Scenario C Comparison of as many as possible available datasets on a topic
for research purposes. Here, more time is available and cost is less of an issue.
Archived data can be important; coverage and granularity are selection criteria.
For example, a user may want to compare all datasets available on a specific city
to evaluate which areas to support financially.

    What is evident from these scenarios is that considering the context of the
user and the objective of the task, search process and source selection may vary.
Furthermore the presentation of results and the way different users might want
to interact with those results is also dependent on these factors. The proposed
approach in section 4 serves as an initial step to resolve the issues described in the
above scenarios, by allowing user interaction in the process of source selection.


4    Connecting un-linked data

As we have discussed, structural and statistical profiles can enhance the discovery
of relations between datasets. Knowing the general structure of the dataset with
its data types and value ranges can be the first step in narrowing down the
number of columns that can relate to each other. This can be used to create
actual links between unlinked datasets, e.g. by creating foreign keys between
them [4].
    Other types of profiles can be used for linking datasets in a broader, less strict,
sense.
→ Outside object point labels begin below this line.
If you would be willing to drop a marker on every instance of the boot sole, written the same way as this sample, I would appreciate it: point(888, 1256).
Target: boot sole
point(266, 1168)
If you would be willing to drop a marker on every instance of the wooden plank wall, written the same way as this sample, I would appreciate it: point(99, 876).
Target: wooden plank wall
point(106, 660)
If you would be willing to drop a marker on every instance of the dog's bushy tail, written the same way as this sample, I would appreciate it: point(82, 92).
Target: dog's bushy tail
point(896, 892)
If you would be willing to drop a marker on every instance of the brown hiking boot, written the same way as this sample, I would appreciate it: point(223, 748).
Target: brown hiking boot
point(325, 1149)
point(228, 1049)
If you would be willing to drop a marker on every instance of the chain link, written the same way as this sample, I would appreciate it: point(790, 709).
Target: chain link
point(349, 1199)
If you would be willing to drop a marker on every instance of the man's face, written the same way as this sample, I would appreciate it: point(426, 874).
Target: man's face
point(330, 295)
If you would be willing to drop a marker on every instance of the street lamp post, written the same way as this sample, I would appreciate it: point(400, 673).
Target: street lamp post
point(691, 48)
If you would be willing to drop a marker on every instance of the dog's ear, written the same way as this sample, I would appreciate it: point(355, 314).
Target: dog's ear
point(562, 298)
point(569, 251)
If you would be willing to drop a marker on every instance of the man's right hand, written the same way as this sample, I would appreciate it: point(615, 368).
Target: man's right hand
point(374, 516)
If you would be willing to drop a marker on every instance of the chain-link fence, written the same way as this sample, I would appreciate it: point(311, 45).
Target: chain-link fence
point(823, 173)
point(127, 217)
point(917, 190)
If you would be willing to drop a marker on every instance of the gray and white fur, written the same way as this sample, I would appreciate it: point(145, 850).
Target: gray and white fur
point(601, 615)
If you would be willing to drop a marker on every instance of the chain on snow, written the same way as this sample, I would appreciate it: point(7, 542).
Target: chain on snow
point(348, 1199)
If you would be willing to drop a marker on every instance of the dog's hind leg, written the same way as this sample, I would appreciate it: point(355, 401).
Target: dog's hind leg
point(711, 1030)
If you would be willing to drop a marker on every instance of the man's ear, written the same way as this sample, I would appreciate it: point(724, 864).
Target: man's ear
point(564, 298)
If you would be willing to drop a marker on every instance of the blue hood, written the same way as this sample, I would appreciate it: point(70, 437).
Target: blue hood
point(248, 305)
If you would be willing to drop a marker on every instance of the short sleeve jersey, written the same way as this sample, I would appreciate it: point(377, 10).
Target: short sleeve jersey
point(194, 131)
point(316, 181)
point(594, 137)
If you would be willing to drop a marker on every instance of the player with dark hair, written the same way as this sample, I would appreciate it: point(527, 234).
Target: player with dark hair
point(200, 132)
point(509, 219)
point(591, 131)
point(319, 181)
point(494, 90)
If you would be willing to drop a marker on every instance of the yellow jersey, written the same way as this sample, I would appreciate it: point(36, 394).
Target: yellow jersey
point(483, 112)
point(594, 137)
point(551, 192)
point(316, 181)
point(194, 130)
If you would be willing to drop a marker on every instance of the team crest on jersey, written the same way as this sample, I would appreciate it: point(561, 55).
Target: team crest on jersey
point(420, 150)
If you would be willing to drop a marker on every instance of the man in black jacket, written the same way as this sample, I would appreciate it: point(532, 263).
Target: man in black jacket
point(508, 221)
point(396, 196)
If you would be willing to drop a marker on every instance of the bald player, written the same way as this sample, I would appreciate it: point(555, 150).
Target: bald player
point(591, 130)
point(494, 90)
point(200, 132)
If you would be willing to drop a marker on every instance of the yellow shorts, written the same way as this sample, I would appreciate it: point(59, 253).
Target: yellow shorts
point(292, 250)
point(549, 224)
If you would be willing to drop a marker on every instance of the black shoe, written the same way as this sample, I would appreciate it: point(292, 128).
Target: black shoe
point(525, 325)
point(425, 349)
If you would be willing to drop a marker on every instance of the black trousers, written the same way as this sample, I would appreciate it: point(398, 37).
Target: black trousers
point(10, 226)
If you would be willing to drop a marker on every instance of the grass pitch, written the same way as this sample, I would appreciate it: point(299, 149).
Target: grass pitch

Topical and spatial summaries are descriptions of datasets on a semantic
level. Similar topics, coverage or data patterns can indicate relationships between
datasets that could inform search.
    We propose to build a weighted graph based on the profiles of un-Linked data.
By generating rich profiles for datasets and counting the number and strength of
relations between them,correlations between datasets could be captured which
can then improve the efficiency and effectiveness of search within open data
portals, such as data.gov.uk.
    In accordance with Wagner et al. [9], we propose offering a broad range of
results including contextual information, as well as the possibility of user involve-
ment during source selection. The search process would be based on number and
strength of connections between the profiles; after an initial search, the weighting
of these individual connections could be influenced by the user.
    In the first step, based on a query, keyword extraction can be used to generate
ranked keywords which, as well as informing an initial search, are presented to
the user in order of importance. The user can interact with the list of keywords,
by swapping them with each other, to achieve more relevant results.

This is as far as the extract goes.